Debugging Tools for Windows (WinDbg, KD, CDB, NTSD)
Start here for an overview of Debugging Tools for Windows. This tool set includes WinDbg and other debuggers.
Install Debugging Tools for Windows
You can get Debugging Tools for Windows as part of a development kit or as a standalone tool set:
As part of the WDK
Debugging Tools for Windows is included in the Windows Driver Kit (WDK). To get the WDK, see Download the Windows Driver Kit (WDK).
As part of the Windows SDK
Debugging Tools for Windows is included in the Windows Software Development Kit (SDK). To download the installer or an ISO image, see Windows 10 SDK on Windows Dev Center.
As a standalone tool set
You can install the Debugging Tools for Windows alone, without the Windows SDK or WDK, by starting installation of the Windows SDK and then selecting only Debugging Tools for Windows in the list of features to install (and clearing the selection of all other features).

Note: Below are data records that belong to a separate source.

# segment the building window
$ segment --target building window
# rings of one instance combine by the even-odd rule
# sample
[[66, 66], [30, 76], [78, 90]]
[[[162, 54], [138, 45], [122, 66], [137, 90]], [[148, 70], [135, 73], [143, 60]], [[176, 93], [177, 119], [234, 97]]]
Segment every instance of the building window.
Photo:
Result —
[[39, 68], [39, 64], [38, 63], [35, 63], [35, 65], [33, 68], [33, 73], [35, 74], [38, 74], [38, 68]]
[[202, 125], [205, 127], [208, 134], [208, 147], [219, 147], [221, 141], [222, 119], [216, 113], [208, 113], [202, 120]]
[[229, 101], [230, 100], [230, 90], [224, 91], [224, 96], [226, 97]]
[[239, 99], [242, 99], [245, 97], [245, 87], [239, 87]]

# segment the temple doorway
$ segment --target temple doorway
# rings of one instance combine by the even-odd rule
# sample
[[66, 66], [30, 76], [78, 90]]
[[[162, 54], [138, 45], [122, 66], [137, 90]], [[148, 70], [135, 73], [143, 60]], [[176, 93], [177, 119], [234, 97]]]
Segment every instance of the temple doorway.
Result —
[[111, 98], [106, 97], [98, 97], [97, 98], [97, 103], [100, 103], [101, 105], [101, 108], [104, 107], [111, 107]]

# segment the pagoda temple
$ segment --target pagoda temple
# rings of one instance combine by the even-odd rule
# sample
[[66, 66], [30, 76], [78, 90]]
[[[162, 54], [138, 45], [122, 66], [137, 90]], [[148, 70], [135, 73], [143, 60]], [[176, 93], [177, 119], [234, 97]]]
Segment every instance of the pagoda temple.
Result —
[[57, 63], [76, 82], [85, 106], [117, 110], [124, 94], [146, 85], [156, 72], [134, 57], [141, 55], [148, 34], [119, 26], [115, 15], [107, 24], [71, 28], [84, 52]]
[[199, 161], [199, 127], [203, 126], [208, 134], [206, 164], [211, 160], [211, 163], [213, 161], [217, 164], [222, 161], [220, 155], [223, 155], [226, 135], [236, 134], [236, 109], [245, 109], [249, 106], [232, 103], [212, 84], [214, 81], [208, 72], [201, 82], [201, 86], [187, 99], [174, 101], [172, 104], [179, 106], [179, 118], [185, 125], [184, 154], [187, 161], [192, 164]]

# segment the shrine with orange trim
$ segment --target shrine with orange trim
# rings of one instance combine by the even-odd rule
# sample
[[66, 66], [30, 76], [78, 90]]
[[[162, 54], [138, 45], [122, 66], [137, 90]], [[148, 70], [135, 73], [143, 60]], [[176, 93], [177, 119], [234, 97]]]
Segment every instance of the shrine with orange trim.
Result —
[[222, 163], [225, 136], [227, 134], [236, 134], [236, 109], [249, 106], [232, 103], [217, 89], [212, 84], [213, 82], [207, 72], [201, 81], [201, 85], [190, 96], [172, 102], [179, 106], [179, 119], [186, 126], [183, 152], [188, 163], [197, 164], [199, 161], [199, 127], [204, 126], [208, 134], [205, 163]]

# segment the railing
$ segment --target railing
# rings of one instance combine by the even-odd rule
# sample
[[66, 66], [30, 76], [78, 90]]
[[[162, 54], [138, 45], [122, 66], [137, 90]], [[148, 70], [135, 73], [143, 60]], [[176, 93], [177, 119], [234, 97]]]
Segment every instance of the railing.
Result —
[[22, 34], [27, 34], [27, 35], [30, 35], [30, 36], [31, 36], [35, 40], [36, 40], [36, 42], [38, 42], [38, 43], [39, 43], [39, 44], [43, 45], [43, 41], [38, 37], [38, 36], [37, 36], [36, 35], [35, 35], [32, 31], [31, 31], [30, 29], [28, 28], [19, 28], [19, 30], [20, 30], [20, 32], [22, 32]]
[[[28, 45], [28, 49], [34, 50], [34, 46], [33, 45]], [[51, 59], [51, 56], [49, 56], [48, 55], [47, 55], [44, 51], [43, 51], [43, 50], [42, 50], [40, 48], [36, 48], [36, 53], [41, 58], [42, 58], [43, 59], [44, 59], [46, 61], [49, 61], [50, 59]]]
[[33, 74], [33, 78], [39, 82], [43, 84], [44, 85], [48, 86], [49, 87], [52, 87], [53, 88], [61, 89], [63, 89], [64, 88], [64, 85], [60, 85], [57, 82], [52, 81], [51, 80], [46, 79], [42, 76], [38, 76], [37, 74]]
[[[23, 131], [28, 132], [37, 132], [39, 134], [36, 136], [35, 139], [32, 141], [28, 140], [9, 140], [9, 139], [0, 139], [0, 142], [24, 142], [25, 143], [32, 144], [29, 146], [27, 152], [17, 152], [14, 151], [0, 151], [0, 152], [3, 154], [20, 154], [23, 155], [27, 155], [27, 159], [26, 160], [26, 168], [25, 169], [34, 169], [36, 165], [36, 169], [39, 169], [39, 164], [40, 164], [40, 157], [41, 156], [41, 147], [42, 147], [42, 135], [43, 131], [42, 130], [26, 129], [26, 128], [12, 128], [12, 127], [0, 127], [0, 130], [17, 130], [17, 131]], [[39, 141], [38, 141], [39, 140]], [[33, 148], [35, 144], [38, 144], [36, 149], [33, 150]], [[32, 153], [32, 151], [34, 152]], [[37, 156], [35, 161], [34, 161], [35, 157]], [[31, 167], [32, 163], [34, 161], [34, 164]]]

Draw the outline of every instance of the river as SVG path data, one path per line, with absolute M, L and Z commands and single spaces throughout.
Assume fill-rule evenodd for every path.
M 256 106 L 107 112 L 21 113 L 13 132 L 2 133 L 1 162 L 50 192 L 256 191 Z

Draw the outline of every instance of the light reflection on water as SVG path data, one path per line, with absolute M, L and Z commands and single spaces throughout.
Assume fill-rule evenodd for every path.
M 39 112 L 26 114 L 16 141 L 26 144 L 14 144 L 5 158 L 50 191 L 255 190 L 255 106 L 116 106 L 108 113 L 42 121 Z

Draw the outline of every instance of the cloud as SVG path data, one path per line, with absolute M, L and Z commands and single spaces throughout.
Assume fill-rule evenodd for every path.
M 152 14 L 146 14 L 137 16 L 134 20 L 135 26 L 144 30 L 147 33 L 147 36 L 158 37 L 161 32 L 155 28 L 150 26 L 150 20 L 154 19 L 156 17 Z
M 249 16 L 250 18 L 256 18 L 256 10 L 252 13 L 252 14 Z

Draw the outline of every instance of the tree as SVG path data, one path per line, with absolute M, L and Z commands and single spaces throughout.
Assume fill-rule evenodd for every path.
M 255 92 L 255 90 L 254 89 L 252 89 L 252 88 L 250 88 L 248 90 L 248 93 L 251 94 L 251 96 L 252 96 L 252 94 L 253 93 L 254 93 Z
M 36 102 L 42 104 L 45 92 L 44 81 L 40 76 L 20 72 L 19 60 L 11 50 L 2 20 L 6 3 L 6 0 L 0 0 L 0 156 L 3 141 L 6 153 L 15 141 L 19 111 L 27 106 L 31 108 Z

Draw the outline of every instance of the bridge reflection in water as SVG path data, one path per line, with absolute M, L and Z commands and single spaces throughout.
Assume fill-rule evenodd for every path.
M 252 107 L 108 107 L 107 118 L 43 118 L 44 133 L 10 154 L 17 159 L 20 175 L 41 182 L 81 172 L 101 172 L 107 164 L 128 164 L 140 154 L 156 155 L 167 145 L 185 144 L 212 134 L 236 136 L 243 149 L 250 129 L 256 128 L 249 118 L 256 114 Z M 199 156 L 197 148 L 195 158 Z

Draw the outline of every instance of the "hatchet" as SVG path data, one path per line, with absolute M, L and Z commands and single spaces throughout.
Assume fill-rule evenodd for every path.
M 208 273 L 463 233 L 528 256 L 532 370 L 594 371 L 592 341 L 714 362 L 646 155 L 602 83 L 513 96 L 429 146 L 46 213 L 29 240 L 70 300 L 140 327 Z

To download the installer or an ISO image, see Windows 10 SDK on Windows Dev Center.
Get started with Windows Debugging
To get started with Windows debugging, see Getting Started with Windows Debugging.
To get started with debugging kernel-mode drivers, see Debug Universal Drivers - Step by Step Lab (Echo Kernel-Mode). This is a step-by-step lab that shows how to use WinDbg to debug Echo, a sample driver that uses the Kernel-Mode Driver Framework (KMDF).
If your computer has Visual Studio and the WDK installed, then you have six available debugging environments. For descriptions of these environments, see Debugging Environments.
All of these debugging environments provide user interfaces for the same underlying debugging engine, which is implemented in the Windows Symbolic Debugger Engine (Dbgeng.dll). This debugging engine is also called the Windows debugger, and the six debugging environments are collectively called the Windows debuggers.
Visual Studio includes its own debugging environment and debugging engine, which together are called the Visual Studio debugger. For information on debugging in Visual Studio, see Debugging in Visual Studio. For debugging managed code, such as C#, using the Visual Studio debugger is often the easiest way to get started.
The Windows debuggers can run on x86-based, x64-based, or ARM-based processors, and they can debug code that is running on those same architectures. Sometimes the debugger and the code being debugged run on the same computer, but other times the debugger and the code being debugged run on separate computers. In either case, the computer that is running the debugger is called the host computer, and the computer that is being debugged is called the target computer. The Windows debuggers support the following versions of Windows for both the host and target computers.
- Windows 10 and Windows Server 2016
- Windows 8.1 and Windows Server 2012 R2
- Windows 8 and Windows Server 2012
- Windows 7 and Windows Server 2008 R2
Symbols and symbol files
Symbol files store a variety of data that are not required when running the executable binaries, but symbol files are very useful when debugging code. For more information about creating and using symbol files, see Symbols for Windows debugging (WinDbg, KD, CDB, NTSD).
Blue screens and crash dump files
If Windows stops working and displays a blue screen, the computer has shut down abruptly to protect itself from data loss and displays a bug check code. For more information, see Bug Checks (Blue Screens). You analyze crash dump files that are created when Windows shuts down by using WinDbg and other Windows debuggers. For more information, see Crash dump analysis using the Windows debuggers (WinDbg).
Tools and utilities
In addition to the debuggers, Debugging Tools for Windows includes a set of tools that are useful for debugging. For a full list of the tools, see Tools Included in Debugging Tools for Windows.